I love this discussion on Quora - https://www.quora.com/Does-science-fiction-matter-Why-or-why-not - "Science fiction is the most imaginative, most important, and most necessary genre of our time.."

Science
Stephen Hawking

In researching both prehistory and the possibilities in the universe and with quantum energy, "A Brief History of Time" was a great read although I can't say I understood it all. Quantum energy plays more in into the "Vision Speak: Awakening" sequel.

What is "Vision Speak" and where did the concept come from?

Originally inspired by Jung’s theories on the collective unconscious, listening to Joseph Campbell's insights on mythology and religion further fuelled my imagination for this future capability.  Since then new theories on quantum consciousness and conscious evolution have contributed to ideas for the next adventure in this series, "Vision Speak: Awakening".

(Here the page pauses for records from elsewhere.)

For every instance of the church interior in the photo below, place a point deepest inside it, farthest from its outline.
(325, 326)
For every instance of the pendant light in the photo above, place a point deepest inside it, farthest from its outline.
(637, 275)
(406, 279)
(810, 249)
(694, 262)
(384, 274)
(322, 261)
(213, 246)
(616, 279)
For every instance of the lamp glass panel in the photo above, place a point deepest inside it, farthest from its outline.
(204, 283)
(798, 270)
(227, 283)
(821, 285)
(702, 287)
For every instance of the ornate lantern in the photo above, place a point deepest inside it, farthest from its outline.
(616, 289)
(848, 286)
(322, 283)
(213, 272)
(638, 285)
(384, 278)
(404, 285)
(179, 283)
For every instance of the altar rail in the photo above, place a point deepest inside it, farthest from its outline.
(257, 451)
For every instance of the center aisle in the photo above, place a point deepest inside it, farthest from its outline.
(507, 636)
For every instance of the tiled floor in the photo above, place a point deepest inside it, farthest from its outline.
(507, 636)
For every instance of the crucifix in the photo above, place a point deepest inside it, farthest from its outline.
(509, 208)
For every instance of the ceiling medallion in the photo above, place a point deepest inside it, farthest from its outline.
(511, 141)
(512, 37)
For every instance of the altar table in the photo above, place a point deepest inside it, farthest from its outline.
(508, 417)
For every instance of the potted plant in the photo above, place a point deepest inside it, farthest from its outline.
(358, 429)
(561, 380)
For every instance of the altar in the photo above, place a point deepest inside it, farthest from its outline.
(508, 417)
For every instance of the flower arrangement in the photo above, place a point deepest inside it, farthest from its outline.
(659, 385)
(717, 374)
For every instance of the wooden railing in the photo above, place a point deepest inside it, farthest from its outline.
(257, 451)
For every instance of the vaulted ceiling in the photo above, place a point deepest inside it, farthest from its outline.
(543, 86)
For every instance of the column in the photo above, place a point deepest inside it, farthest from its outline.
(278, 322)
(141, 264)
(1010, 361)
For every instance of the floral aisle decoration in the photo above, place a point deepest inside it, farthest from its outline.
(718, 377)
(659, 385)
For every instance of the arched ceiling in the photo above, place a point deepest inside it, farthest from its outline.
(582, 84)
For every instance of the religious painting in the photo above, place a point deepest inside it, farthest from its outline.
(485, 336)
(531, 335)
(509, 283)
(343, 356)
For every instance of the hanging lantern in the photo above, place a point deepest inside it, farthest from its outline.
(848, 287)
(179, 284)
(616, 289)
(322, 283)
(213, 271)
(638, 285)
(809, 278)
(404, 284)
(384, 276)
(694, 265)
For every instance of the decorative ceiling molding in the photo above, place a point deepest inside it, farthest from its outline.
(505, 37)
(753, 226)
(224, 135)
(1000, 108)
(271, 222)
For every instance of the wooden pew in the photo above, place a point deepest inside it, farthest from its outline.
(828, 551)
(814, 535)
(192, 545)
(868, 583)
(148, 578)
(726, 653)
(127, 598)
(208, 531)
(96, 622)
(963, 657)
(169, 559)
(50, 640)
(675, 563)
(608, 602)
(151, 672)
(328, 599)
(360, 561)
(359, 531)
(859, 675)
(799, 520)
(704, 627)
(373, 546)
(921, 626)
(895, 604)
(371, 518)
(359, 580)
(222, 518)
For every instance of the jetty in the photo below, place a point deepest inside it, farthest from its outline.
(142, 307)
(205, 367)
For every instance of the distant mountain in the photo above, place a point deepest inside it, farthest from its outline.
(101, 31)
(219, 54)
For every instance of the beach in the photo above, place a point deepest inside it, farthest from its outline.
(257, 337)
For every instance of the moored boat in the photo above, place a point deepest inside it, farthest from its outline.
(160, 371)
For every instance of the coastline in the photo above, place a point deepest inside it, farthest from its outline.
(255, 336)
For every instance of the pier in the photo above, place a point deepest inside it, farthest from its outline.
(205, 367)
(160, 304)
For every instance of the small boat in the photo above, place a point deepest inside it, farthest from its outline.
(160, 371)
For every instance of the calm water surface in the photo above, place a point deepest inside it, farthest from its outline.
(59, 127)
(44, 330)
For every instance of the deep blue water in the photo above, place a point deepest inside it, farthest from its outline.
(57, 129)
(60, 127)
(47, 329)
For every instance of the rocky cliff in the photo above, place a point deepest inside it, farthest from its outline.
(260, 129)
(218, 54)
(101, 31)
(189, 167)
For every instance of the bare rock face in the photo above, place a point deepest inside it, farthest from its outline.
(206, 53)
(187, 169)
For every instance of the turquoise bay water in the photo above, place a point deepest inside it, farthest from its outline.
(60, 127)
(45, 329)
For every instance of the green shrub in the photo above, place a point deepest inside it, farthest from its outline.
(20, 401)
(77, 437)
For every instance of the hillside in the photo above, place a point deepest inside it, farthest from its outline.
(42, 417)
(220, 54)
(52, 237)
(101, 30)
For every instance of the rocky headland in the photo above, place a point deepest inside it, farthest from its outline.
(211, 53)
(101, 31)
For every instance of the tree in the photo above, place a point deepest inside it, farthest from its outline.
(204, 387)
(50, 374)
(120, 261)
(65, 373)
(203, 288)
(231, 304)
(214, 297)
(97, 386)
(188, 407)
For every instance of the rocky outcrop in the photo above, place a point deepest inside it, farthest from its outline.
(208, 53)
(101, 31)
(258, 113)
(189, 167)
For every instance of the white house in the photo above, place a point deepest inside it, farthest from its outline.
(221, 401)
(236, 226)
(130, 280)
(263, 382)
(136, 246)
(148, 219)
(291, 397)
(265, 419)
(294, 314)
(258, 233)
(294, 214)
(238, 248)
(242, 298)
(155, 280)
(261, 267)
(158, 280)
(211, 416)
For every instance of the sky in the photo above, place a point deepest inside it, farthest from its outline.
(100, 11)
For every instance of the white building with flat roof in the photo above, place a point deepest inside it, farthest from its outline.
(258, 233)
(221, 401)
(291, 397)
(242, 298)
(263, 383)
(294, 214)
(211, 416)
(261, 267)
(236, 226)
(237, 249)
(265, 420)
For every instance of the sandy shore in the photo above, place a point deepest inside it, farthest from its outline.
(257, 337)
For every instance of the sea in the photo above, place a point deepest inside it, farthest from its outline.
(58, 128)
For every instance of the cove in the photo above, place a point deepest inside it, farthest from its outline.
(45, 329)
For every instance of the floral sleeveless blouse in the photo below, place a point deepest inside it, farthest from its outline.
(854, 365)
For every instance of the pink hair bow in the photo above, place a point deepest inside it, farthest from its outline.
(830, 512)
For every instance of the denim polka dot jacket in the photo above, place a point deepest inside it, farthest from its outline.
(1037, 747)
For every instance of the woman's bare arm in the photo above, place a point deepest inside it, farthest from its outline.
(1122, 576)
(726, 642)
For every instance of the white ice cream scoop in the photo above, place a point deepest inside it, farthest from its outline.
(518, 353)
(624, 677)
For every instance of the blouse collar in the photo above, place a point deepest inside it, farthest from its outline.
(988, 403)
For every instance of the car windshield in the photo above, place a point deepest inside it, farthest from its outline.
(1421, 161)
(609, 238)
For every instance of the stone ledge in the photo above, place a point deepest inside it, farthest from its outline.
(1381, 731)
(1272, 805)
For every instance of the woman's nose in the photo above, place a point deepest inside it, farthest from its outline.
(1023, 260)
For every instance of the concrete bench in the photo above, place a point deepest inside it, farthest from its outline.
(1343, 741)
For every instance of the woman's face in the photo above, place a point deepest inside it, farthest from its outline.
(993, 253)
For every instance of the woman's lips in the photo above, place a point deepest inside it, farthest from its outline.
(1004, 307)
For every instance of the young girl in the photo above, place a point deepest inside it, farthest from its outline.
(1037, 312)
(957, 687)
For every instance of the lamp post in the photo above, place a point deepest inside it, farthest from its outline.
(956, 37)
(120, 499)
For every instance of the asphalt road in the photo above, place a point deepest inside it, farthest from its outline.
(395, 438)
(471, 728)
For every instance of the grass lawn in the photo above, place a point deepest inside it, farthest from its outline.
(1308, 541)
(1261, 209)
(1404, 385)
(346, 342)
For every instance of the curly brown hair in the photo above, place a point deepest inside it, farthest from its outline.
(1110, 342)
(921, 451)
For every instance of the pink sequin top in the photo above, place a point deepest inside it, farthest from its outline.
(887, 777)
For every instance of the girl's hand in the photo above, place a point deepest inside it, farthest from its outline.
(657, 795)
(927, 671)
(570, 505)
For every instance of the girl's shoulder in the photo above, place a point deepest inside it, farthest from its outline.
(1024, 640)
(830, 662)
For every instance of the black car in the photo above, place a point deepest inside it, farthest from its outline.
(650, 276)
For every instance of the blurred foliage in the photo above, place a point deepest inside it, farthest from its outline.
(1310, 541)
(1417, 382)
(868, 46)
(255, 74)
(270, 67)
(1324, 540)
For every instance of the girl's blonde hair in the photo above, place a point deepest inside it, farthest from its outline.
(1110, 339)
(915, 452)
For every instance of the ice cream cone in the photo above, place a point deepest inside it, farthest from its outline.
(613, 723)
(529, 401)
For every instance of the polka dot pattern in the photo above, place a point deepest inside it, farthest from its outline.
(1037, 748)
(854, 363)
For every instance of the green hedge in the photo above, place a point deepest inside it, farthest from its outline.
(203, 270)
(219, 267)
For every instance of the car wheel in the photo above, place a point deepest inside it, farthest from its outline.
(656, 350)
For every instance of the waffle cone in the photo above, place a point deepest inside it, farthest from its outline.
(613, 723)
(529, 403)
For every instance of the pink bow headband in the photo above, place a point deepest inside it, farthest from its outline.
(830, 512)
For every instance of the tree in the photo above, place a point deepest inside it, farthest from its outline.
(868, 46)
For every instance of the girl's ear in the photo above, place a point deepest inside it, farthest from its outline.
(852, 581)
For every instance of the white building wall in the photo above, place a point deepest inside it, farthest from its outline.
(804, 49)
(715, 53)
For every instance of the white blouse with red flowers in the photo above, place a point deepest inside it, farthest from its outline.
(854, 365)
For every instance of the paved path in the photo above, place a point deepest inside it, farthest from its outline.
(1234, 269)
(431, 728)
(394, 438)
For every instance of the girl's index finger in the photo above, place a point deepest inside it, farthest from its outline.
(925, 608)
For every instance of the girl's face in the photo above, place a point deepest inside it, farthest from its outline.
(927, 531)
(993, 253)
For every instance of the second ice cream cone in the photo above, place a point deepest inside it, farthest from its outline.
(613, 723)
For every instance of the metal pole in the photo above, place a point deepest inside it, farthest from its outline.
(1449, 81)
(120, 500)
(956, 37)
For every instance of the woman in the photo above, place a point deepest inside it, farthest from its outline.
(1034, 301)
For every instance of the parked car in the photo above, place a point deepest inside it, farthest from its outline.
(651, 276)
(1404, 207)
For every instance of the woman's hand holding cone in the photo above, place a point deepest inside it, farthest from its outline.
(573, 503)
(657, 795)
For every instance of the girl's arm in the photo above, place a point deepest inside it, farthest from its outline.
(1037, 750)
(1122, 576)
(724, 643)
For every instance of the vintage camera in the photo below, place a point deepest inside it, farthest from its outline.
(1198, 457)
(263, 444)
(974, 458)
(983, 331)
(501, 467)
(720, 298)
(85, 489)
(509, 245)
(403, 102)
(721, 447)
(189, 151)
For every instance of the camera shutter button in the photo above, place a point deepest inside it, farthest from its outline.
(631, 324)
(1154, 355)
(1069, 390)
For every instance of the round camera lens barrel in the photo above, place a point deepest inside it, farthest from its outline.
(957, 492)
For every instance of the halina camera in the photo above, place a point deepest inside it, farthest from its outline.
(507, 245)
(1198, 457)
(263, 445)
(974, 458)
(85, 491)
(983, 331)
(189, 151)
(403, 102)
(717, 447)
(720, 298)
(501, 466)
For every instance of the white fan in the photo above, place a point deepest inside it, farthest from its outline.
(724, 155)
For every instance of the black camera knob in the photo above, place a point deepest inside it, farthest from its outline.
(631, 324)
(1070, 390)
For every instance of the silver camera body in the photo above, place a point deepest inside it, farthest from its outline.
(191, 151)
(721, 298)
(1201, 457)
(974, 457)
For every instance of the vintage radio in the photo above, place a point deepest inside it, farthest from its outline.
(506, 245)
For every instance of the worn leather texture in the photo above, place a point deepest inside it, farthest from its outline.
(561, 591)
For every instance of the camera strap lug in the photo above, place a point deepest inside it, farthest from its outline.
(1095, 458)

Think of it as an evolution of consciousness, an ability dormant in all of us to connect with others, using the language of visions.  Non-verbal communication has often been explored in literature, particularly science fiction, fantasy, and speculative fiction.  This can be interpreted in various ways, such as: ‘reading minds’, extrasensory perception (ESP), sensing emotions, or psychic abilities.

Does this mean "reading minds"?​

In this context, "Vision Speak" is NOT so much about reading thoughts, like a stream of language coming through the mind but more like a shared inner vision source, extrapolating on the work and ideas developed by Carl Jung, Joseph Campbell, and others on the collective unconscious.  It's amazing how common motifs and archetypes in dreams , mythology, and religions have reappeared over thousands of years across every continent and appear to be built into the human psyche.   What might be possible if we were more in tune with this, were able to access this inner sense and even control it?  It could be akin to projecting lucid, waking dreams - a new, universal language, at the same level as our spiritual, intuitive side.​

Quotations from thought leaders precede each chapter

Carl Jung

“All art intuitively apprehends coming changes in the collective unconsciousness.”